Why periodic continence (“NFP”) is not contraception

There is a natural rhythm of fertility and infertility in women, and eventually they become infertile. Men, on the other hand, are always fertile unless there is a serious problem with their health. Not long after this was properly understood (around the mid-1800’s) there has been an openness on the part of the Church toward allowing for the use of infertile times in a woman’s cycle to enjoy sexual union and simultaneously to avoid the possibility of having children. This takes for granted that there is both a legitimate reason to avoid having children and a legitimate reason to engage in relations, presumably beyond mere recreation but more so because it is truly needed or is lawfully requested by one’s spouse (a contestable point which I will explore at length at a later date).

The objection is laid down: this amounts to contraception. Instead of using a barrier or a chemical to restrict insemination or ovulation, one simply guarantees infertility by using timing.

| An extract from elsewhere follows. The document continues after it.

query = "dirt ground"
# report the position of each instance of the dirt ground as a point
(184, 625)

The normal response is that the use of periodic continence, or natural family planning (NFP), to avoid conception is that it uses the natural rhythm of the woman and therefore does not constitute a violation of the natural order of procreation. It is not contraceptive to not have relations during some times and to have relations during other times.

This is true, but it is somewhat vague and does not address the underlying suspicion about the intention being the same, namely, to presume upon infertility as a condition for having relations. It is better to point out also that not wanting the faculty to achieve its end and simultaneously predicting its failure to do so is different from intentionally and artificially guaranteeing sterility by removing something natural to the faculty and its organs (i.e. a hysterectomy in view of sterilization) or by adding something which is foreign to that system (i.e. a barrier). In this case, the matter or means of sexual activity is rendered unfit by an act of the will – what was the right object of sexual action is now made improper due to the subversion of that matter’s purpose by the one acting upon it or using it. In other words, everything works rightly in periodic continence: sometimes she is fertile, and sometimes she is not, and it is not immoral to want things to work the way they are meant to. This is very much like what is called a “broad mental reservation,” wherein someone tells a truth hoping to deceive, due to some reasonable motive. This is not a lie – as intentionally telling the truth is not lying. In the contraceptive act, something is made not to work rightly. It’s the “making something not work rightly” while using that thing’s system which makes contraception immoral and leaves periodic continence as a legitimate option. Contraception, then, as we have seen, is like lying. And while some truths are unimportant to communicate, human life does not admit of degrees of importance in the same way – it is always serious.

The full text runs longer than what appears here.